Rapid read protection in Cassandra 2.0.2
Rapid read protection allows Cassandra to tolerate node failure without dropping a single request. We designed it for 2.0, but it took some extra time to get the corner cases worked out. It's finished now for the upcoming Cassandra 2.0.2 release.
It's easier to explain how it works after showing what it does. Here's a graph of a small four-node Cassandra cluster with three replicas being stress-tested with five different rapid read protection settings, and one with none at all:
The dip is where we killed one of the nodes with prejudice. With rapid read protection disabled, traffic comes to a standstill until failure detection takes the dead node out of service for client requests.
Why is there a disruption without rapid read protection?
Cassandra performs only as many requests as necessary to meet the requested ConsistencyLevel: one request for ConsitencyLevel.ONE, two for ConsistencyLevel.QUORUM (with three replicas), and so forth. Cassandra uses the dynamic snitch to route requests to the most-responsive replica.
In this diagram, we see the client asking a Cassandra node for some data (1). This node, the request coordinator, then routes it to the best-performing replica (2), then relays the response back to the client (3, 4).

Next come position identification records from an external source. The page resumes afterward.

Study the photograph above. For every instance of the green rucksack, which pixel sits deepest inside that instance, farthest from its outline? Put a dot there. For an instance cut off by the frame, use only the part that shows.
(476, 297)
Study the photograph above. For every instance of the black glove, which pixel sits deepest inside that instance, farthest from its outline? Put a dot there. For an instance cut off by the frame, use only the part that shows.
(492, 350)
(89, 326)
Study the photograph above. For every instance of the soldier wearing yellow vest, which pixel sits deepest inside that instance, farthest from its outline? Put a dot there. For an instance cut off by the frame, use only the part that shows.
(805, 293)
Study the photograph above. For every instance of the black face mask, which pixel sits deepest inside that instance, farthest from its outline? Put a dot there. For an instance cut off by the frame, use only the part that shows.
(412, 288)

This gives Cassandra maximum throughput, but at the at the cost of some fragility: if the replica to which the request is routed fails before responding, the request will time out:
Rapid read protection allows the coordinator to monitor the outstanding requests and send redundant requests to other replicas when the original is slower than expected:
Configuring rapid read protection
Rapid read protection can be configured to do retry after a fixed period of milliseconds or after a percentile of the typical read latency (tracked per table). For example,
ALTER TABLE users WITH speculative_retry = '10ms';
ALTER TABLE users WITH speculative_retry = '99percentile';
(For those familiar with Hadoop, this is similar to speculative execution, applied to much shorter request latencies. It is the same idea as Jeff Dean's hedged requests, which with all due respect is an even worse name. There are two hard problems in Computer Science...)
By default, 2.0.2 will use 99th percentile. This is a good balance between not performing a lot of extra requests (only 1% more than with no protection at all) while still dealing with the worst problems. As you can see above, extra requests are not free; the more prolific retry settings of 75% and ALWAYS have noticeably lower throughput.
90th percentile can also be a reasonable setting to be more aggressive about reducing latency (see below) while still having a relatively small impact on throughput.
Reducing latency variance with rapid read protection
Rapid read protection also helps reduce latency variance in the face of less drastic events than complete node failure. Here's a scenario where we start a full, un-throttled compaction across the cluster. Throughput doesn't improve dramatically since all replicas are equally affected, but notice how much better 99.9th% latency is with with rapid read protection:
Some more subtle points
- Rapid read protection does not help at all with ConsistencyLevel.ALL reads, since there are no "other replicas;" responses from all replicas are required by definition.
- When the node is killed in the first graph, throughput still dips with read protection. This is because in our small four node cluster, we've lost 25% of our capacity and have to redo those requests almost all at once, causing a brief load spike on the surviving nodes. The larger your cluster is, the smaller the impact will be. (Another benefit to spreading replication throughout the cluster with virtual nodes.)
- If you look closely, you'll see that the throughput in the first graph actually recovers to a higher level than initially. This is because we've forced random replica choice to eliminate the dynamic snitch's influence here, so we go from about 1/4 of reads being satisfied locally on the coordinator node to about 1/3.
- In the last graph, latency variance is actually higher for the ALWAYS setting. This is because so many extra reads has pushed us up against our cluster's capacity ceiling. ALWAYS is only recommended if you're sure you'll have the capacity to spare!